Può sembrare una forzatura chiamare conversione ciò che ha determinato la vita di tanti ex terroristi rossi, autori spesso di gravi episodi di violenza. Angelo Picariello, giornalista di Avvenire, con il suo libro Un’azalea in via Fani non intende certo riportare forzatamente all’interno della fede cristiana quello che è stato l’approdo finale di tanti protagonisti degli Anni di piombo.
Infatti, ci sono anche molti esempi di conversione “laica”, come quella di Sergio D’Elia di cui si parla nel libro. Ex capo di Prima Linea, D’Elia diventerà animatore dell’associazione “Nessuno tocchi Caino”, vicina al Partito Radicale.
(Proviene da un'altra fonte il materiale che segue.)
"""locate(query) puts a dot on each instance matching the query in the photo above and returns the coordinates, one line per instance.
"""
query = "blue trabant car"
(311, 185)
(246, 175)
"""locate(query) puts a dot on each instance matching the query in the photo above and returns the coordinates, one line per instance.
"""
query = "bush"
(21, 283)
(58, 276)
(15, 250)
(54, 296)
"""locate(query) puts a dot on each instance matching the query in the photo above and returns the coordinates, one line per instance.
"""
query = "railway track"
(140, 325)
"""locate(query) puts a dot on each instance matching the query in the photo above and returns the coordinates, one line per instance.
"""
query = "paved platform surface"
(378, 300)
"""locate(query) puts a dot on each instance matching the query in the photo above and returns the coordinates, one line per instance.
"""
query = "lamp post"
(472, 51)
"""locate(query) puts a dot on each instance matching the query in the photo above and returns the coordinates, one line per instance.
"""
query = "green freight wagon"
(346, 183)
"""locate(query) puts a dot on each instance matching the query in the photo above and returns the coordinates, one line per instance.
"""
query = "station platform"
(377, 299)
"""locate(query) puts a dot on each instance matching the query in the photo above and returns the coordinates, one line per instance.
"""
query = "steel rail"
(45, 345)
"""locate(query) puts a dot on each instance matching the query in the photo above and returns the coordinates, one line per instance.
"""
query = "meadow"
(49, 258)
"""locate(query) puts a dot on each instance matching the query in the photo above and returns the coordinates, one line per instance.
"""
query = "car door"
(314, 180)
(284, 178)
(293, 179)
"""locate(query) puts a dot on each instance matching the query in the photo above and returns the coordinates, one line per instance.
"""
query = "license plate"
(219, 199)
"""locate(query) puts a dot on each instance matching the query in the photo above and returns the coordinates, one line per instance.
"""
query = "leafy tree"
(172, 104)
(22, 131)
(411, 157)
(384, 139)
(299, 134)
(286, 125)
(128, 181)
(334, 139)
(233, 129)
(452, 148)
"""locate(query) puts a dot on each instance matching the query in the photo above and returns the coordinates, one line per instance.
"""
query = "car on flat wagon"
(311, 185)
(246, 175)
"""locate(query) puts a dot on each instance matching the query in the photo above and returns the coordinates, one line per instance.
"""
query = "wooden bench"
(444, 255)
Cosa ha prodotto questo cambiamento? Non è stata una decisione di carattere morale, ma quello che è indubbiamente un miracolo: l’esperienza di essere perdonati.
Il perdono che è apparso subito, ai protagonisti del terrorismo, come qualcosa di assolutamente immeritato e che proprio per la sua gratuità li disarmava, dando a ciascuno di loro la possibilità di ricominciare, pur senza cancellare nulla di quelle che sono le oggettive colpe.
Il perdono è un mistero. Ma un mistero che è stata capace di descrivere efficacemente Gemma Capra, vedova del commissario Calabresi, una delle più note vittime del terrorismo. La signora Gemma, nel giorno del funerale del marito, ebbe la forza di scrivere un necrologio dove citava le parole di Gesù in croce: “Padre, perdona loro perché non sanno quello che fanno”. Le è stato chiesto perché ha deciso di perdonare così, subito, senza pensare al lacerante dolore suo e dei suoi piccolissimi bambini rimasti orfani. Nel suo perdono, ha spiegato la vedova Calabresi, c’era la consapevolezza che nemmeno un terrorista può essere definito dal male che ha compiuto. “Saranno stati anche altro”, ha detto. Saranno stati cioè uomini con una famiglia, saranno stati forse anche loro padri di bambini.
Bisogna riconoscere che molti terroristi non erano tanto distanti dalla fede cristiana, anzi non pochi di loro provenivano proprio dagli ambienti giovanili cattolici. Tanto è vero che, secondo quello che racconta Picariello, la decisione di intraprendere la lotta armata fu presa da Renato Curcio nel corso di un’assemblea tenuta a Chiavari presso una sala della curia vescovile, che ne aveva concesso l’uso non potendo immaginare evidentemente quale piega avrebbe potuto prendere l’assemblea.
Si costituirono così le Brigate Rosse che andarono poi a insediarsi in un appartamento di Reggio Emilia. A frequentare quelli del “gruppo dell’appartamento”, come li chiamavano, c’era Enzo Piccinini, che poi sarà un importante chirurgo e che nel frattempo aderiva alla neonata Comunione e Liberazione. Piccinini aveva rapporti con gli amici dell’appartamento reggiano che sarà la culla delle BR per l’amicizia con i fratelli Folloni, cattolici del dissenso. Anche questi passerano poi a CL e uno dei due fratelli, Gian Guido Folloni sarà giornalista e per un certo periodo direttore responsabile del quotidiano Avvenire. Non sarà così per un altro del gruppo cattolico dei fratelli Folloni, Roberto Ognibene, che seguirà invece le BR. Avrebbe potuto essere anche Piccinini un terrorista e invece oggi per lui si è aperto un processo canonico di beatificazione.
Si trattò di scelte personali determinati da fattori banali, ma Picariello ci dice che da questi fatti vennero fuori storie di autentica conversione, grazie a persone straordinarie come suor Teresilla Barillà, Agnese Moro, don Luigi Di Liegro, padre Adolfo Bachelet, padre Guido Bertagna e tanti altri che hanno trovato la forza di andare incontro a questi uomini e di risollevare le loro pesanti macerie.
Una conversione, quando scaturisce dal perdono ricevuto, è come nascere di nuovo e chi perdona è come se partecipasse al rinnovato atto creativo di Dio. È una nuova vita quella, per esempio, dell’ex brigatista Franco Bonisoli, tra i sequestratori di Moro, sorpreso a Roma da Angelo Picariello mentre tornava da via Fani, luogo del sequestro, dove un senso di pietà lo aveva condotto tanti anni dopo per deporre una piantina di azalea.